Traditionnellement la philosophie se construit à partir d’une analyse de ce qui est, devenant alors une doublure pâle et dévitalisée de la civilisation. Avec la raison philosophique l’ordre est maintenu indéfiniment. Fourier, dans sa tentative pour penser un monde radicalement autre, invente une nouvelle démarche. La raison ne peut plus prévoir ce qui va être en constatant ce qui est et en s’y enfermant. Il ne peut donc être question de créer de nouvelles institutions (ce fut selon Fourier l’erreur tragique de 1793) car on ne parviendrait pas à rompre le cercle infernal du pouvoir caractéristique de la civilisation qui se régénère périodiquement dans la barbarie. La civilisation s’affronte de façon attendue avec sa propre origine. Elle se définit par son opposition à une violence barbare initiale, mais cette opposition produit « l’absence de discorde » comme « un bien négatif » [1]. La Révolution, en créant des institutions et des lois, est restée inscrite dans la logique du pouvoir dont elle cherchait pourtant à se dégager.

Le problème de Fourier est de parvenir à penser les conditions de l’écoulement incessant dans un perpétuel éveil du désir. La civilisation dans sa confrontation avec la barbarie est donc considérée comme une étape transitoire. L’« écart absolu » échappera aux illusions d’une logique frontale d’opposition, il contournera l’obstacle afin de permettre l’invention « comme si les maîtres et leurs lois devaient tomber d’eux-mêmes face à la mise en mouvement des passions » [2]. Il ne s’agit plus d’organiser en institutionnalisant mais de trouver les conditions d’une désorganisation laissant place non au chaos mais à l’infinie richesse de l’imprévu. La discorde n’est plus empêchée par l’instauration de mornes institutions ; Fourier dégage, grâce au système des séries, les conditions de possibilité de fructueuses et permanentes confrontations.

Cette pensée du politique s’accompagne nécessairement d’une réflexion sur le langage et sur une remise en question de la raison par elle-même. Comment parler et raisonner sans figer le mouvement du devenir ? La raison confrontée à ses propres limites, n’a plus pour mission de plier la réalité à ses prévisions. Ici la démarche de Fourier se distingue radicalement de celle de Platon dans la République et plus généralement, de l’ensemble des projets utopiques. Il n’est plus question de philosophes-rois promulguant par la lumière de leur raison une loi définitive et de gardiens ramenant tout débordement du présent à un passé originaire ; il ne s’agit plus de remplir le futur mais de vider le présent de ce qui l’encombre pour faire surgir l’avenir. Fourier tente de mettre en place les conditions d’un mouvement permanent et comme le montre Louis Ucciani, l’amour, dépassant le cadre des affaires privées, permet l’épanouissement du corps social et « accentue la multiplication harmonique » [3].

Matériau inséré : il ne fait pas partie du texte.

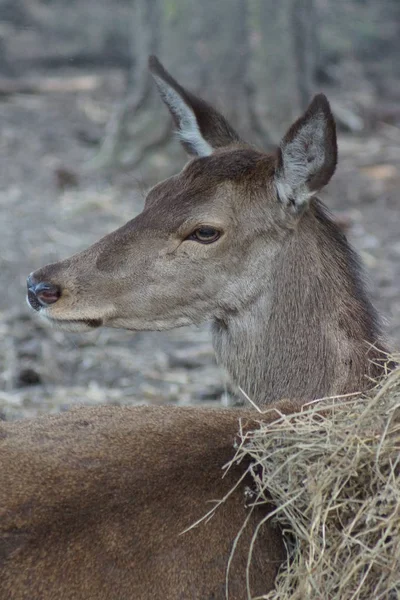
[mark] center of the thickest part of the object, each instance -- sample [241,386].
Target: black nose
[42,293]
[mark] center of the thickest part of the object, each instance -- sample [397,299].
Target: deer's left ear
[307,155]
[201,128]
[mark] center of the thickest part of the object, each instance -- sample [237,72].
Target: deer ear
[201,129]
[307,155]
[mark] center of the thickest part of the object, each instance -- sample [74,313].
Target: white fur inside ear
[189,130]
[302,158]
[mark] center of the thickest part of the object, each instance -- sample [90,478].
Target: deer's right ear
[307,155]
[200,127]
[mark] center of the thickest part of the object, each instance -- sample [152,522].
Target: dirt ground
[51,206]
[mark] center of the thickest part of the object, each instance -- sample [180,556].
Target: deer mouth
[74,325]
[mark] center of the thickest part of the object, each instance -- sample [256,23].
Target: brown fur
[93,502]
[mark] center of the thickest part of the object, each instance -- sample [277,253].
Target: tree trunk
[232,53]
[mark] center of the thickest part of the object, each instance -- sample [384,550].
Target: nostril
[42,294]
[47,293]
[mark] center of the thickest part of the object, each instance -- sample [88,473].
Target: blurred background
[83,135]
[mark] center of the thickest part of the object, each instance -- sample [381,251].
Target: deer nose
[42,293]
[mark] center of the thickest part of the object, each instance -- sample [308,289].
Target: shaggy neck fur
[313,332]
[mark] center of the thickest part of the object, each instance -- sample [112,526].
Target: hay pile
[335,479]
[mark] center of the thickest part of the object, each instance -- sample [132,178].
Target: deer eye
[204,235]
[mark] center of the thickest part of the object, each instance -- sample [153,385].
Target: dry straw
[333,472]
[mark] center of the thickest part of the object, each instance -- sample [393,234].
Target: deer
[107,502]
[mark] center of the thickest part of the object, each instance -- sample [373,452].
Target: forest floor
[51,207]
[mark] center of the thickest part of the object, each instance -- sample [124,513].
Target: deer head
[237,238]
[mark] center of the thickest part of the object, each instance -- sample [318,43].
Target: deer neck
[311,332]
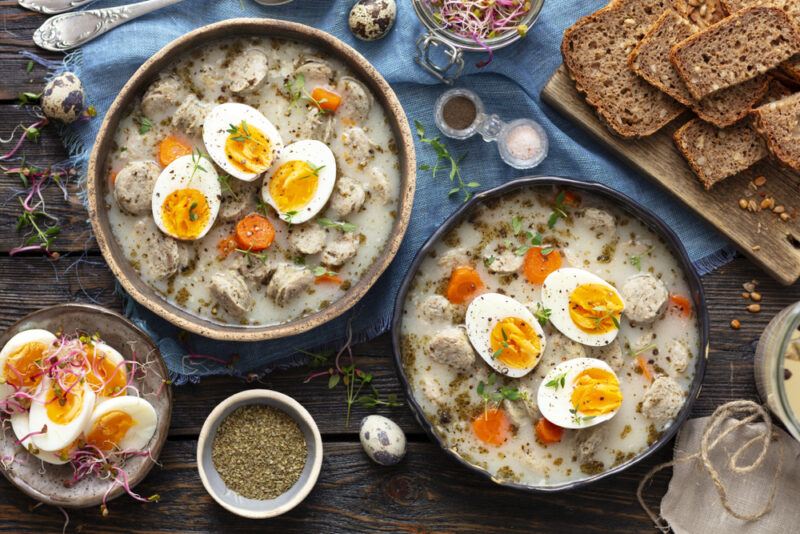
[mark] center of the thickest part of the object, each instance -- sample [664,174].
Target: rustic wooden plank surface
[428,492]
[657,157]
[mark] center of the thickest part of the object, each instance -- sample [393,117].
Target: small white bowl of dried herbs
[259,453]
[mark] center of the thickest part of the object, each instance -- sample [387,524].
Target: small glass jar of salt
[522,143]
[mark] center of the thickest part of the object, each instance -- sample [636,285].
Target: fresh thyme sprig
[339,225]
[444,157]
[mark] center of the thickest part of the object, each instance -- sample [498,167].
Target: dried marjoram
[259,452]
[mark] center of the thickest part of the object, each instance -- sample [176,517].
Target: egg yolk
[596,392]
[248,149]
[21,368]
[595,308]
[103,371]
[109,430]
[515,343]
[492,427]
[185,213]
[293,185]
[63,407]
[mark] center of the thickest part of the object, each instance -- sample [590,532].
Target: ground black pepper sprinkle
[459,112]
[259,452]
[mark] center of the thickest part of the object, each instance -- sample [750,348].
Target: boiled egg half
[583,306]
[19,360]
[301,181]
[579,393]
[123,423]
[241,140]
[61,413]
[505,333]
[186,198]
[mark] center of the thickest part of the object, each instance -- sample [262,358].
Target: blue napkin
[509,86]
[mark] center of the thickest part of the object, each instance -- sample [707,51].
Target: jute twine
[749,412]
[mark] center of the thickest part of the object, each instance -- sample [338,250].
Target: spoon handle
[52,7]
[70,30]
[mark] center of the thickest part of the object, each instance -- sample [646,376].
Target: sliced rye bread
[650,60]
[736,49]
[792,8]
[717,153]
[595,51]
[779,123]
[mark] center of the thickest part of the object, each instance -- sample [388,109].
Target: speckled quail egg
[505,333]
[301,181]
[371,20]
[63,98]
[383,441]
[186,198]
[580,392]
[241,140]
[583,306]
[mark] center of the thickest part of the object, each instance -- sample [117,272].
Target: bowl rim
[161,435]
[623,202]
[263,27]
[244,398]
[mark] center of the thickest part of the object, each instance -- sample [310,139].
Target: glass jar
[454,45]
[777,367]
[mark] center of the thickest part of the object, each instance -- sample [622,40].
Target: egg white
[215,133]
[13,344]
[143,414]
[58,436]
[181,174]
[483,313]
[21,428]
[317,154]
[556,290]
[555,402]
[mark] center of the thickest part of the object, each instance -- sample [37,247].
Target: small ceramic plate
[45,482]
[252,508]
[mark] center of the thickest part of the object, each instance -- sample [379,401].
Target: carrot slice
[226,246]
[682,304]
[327,100]
[254,232]
[492,426]
[642,363]
[465,283]
[171,148]
[537,265]
[547,432]
[328,279]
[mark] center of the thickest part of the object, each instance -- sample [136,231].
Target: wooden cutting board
[762,236]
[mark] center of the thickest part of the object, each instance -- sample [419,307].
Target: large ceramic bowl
[46,484]
[619,200]
[97,186]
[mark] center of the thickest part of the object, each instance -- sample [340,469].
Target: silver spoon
[51,7]
[70,30]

Pour tenir compte de la richesse de la possible harmonie, la raison doit non seulement remettre en question son rapport à la temporalité mais doit aussi renoncer à l’utilisation de ses catégories générales. Comment raisonner sans identifier, classer sans uniformiser ? Comment penser le multiple ? Dans les deux chapitres qu’il consacre à cette question Louis Ucciani, montre que Fourier ne cherche plus à faire entrer l’individu dans l’espèce mais au contraire dégage ce qui en fait un être vraiment singulier et différent. La pensée, attentive aux manies les plus originales que recèle la réalité humaine, accompagne leur avènement et leur épanouissement. Elle renonce à la répétition du même, pour favoriser l’éparpillement du multiple. « L’harmonie assoira ses calculs sur les manies infiniment petites quant au nombre, comme en amour la manie des gratte-talons, en gastronomie la manie des mange-vilénies et ainsi des infiniment rares » [4]. Afin de s’ouvrir à la multiplicité et à la nouveauté radicale de ce qui n’est pas, le rapport à la pensée et au langage se transforme. Contre la rationalité normative et classificatrice il faut laisser jaillir « la poussée de vie que le singulier manifeste » [5]. Il n’y a plus de démonstrations closes et enchaînées mais « une affectivation de la raison » [6] qui débouche sur une transformation du réel. La révélation des manies permet l’écart absolu en suscitant le désir. « La subversion comme renversement de l’équilibre rationnel passe par son opposé radical, l’amour comme multiplicateur du plaisir » [7].

Penser le multiple, c’est laisser s’exprimer chez l’individu ce qu’il a de plus singulier ; ses passions se déploieront, immodérément, car toute mesure est incompatible avec la passion. Sur ce point la pensée de Fourier rejoint celle de Max Stirner sans aboutir cependant aux mêmes conséquences sociales car c’est précisément sur ce qui distingue les individus que l’harmonie prend sens. « L’autre est mon même non pas dans ce qui nous réunit au groupe mais dans ce qui nous en sépare » [8]. Il y a ainsi réunion au cœur de la dispersion, reconnaissance enrichissante des écarts.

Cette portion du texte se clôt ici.